If the OSPM chooses to inject one of the vendor defined error types, then it sets bit[31] in the error type bitmap.
* OSPM exectures the SET_ERROR_TYPE_WITH_ADDRESS_WITH_ADDRESS action to retrieve the location of the “SET_ERROR_TYPE_WITH_ADDRESS data structure”, to then get the location of the “Vendor Error Type Extension Structure” by reading the “Vendor Error Type Extension Structure Offset” (see Table 18.31).
- OSPM reads the Vendor ID, Device ID and Rev ID from the PCI config space whose path (PCIe Segment/Device/Function) is provided in the “SBDF” field of the Vendor Error Type Extension Structure.
- If the Vendor ID/Device ID and Rev IDs match, then the OSPM can identify the platform it is running on and would know the Vendor error types that are supported by this platform.
- The OSPM writes the vendor error type to inject in the “OEM Defined Structure” field (see Table 18.31).
* Optionally, for either standard or vendor-defined error types, the OSPM can choose the target of the injection, such as a memory range, PCIe Segment/Device/Function or Processor APIC ID, depending on the type of error. The OSPM does this by executing the SET_ERROR_TYPE_WITH_ADDRESS action to fill in the appropriate fields of the “SET_ERROR_TYPE_WITH_ADDRESS Data structure” (see Table 18.30).
Executes an EXECUTE_OPERATION action to instruct the platform to begin the injection operation.
Busy waits by continually executing CHECK_BUSY_STATUS action until the platform indicates that the operation is complete by clearing the abstracted Busy bit.

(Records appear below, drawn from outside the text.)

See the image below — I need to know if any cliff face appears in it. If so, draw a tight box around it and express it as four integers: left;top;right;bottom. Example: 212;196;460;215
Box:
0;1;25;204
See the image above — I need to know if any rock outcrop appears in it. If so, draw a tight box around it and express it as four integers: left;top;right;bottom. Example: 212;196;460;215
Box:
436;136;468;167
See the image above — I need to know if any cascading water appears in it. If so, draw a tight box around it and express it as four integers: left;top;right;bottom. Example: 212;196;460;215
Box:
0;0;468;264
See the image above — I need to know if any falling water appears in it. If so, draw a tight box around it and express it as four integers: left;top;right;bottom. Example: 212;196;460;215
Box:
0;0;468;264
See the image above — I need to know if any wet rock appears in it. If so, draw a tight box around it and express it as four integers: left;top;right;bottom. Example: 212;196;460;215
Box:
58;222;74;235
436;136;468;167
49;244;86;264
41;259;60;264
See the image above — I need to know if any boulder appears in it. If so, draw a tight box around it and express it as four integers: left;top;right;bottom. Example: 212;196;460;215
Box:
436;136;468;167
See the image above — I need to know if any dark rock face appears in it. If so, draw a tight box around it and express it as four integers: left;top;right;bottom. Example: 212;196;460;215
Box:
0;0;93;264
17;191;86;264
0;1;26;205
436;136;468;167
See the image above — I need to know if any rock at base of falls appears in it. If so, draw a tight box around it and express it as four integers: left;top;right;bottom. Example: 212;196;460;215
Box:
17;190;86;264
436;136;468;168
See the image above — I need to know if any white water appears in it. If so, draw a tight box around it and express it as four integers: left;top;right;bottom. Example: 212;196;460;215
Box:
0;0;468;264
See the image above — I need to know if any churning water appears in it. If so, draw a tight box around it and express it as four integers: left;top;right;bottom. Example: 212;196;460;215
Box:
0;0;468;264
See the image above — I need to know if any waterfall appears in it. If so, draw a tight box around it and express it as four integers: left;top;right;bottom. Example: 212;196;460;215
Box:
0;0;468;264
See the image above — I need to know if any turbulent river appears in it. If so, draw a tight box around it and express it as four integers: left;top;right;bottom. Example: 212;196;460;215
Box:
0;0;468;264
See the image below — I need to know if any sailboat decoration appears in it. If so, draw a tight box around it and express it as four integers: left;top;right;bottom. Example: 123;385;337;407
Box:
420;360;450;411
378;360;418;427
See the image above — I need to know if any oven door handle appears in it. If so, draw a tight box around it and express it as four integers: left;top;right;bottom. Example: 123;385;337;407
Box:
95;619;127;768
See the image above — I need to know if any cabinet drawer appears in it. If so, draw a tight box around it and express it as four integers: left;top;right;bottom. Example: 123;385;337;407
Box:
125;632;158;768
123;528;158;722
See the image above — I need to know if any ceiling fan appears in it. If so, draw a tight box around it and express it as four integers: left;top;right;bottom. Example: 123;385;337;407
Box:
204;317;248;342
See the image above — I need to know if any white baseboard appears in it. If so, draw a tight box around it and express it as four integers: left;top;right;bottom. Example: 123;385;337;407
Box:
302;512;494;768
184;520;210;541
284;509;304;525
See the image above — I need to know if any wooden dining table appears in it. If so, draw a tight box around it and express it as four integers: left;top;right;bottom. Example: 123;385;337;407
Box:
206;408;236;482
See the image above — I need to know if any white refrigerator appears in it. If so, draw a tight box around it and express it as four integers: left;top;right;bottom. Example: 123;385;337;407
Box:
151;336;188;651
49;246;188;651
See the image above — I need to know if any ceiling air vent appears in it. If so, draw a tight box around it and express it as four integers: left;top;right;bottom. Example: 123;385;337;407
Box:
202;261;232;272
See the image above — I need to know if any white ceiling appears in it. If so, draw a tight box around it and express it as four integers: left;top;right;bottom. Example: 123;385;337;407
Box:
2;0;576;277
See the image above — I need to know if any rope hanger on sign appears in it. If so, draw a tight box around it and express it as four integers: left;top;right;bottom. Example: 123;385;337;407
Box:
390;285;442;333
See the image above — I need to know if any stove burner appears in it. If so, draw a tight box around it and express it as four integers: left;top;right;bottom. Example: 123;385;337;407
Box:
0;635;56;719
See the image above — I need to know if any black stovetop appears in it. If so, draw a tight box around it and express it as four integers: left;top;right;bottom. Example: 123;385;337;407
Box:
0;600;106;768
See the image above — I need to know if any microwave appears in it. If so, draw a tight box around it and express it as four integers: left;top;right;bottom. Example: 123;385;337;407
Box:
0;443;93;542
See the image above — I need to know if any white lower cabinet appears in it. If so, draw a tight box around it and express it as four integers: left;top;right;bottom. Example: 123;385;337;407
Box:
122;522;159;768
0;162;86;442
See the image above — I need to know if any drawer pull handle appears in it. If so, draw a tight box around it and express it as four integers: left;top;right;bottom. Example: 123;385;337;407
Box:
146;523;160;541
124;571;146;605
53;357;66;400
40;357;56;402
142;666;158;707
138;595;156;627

Executes a GET_COMMAND_STATUS action to determine the status of the completed operation.
If the status indicates that the platform cannot inject errors, stop.
Executes a GET_TRIGGER_ERROR_ACTION_TABLE operation to get the physical pointer to the TRIGGER_ERROR action table. This provides the flexibility in systems where injecting an error is a two (or more) step process.
Executes the actions specified in the TRIGGER_ERROR action table.
Execute an END_OPERATION to notify the platform that the error injection operation is complete.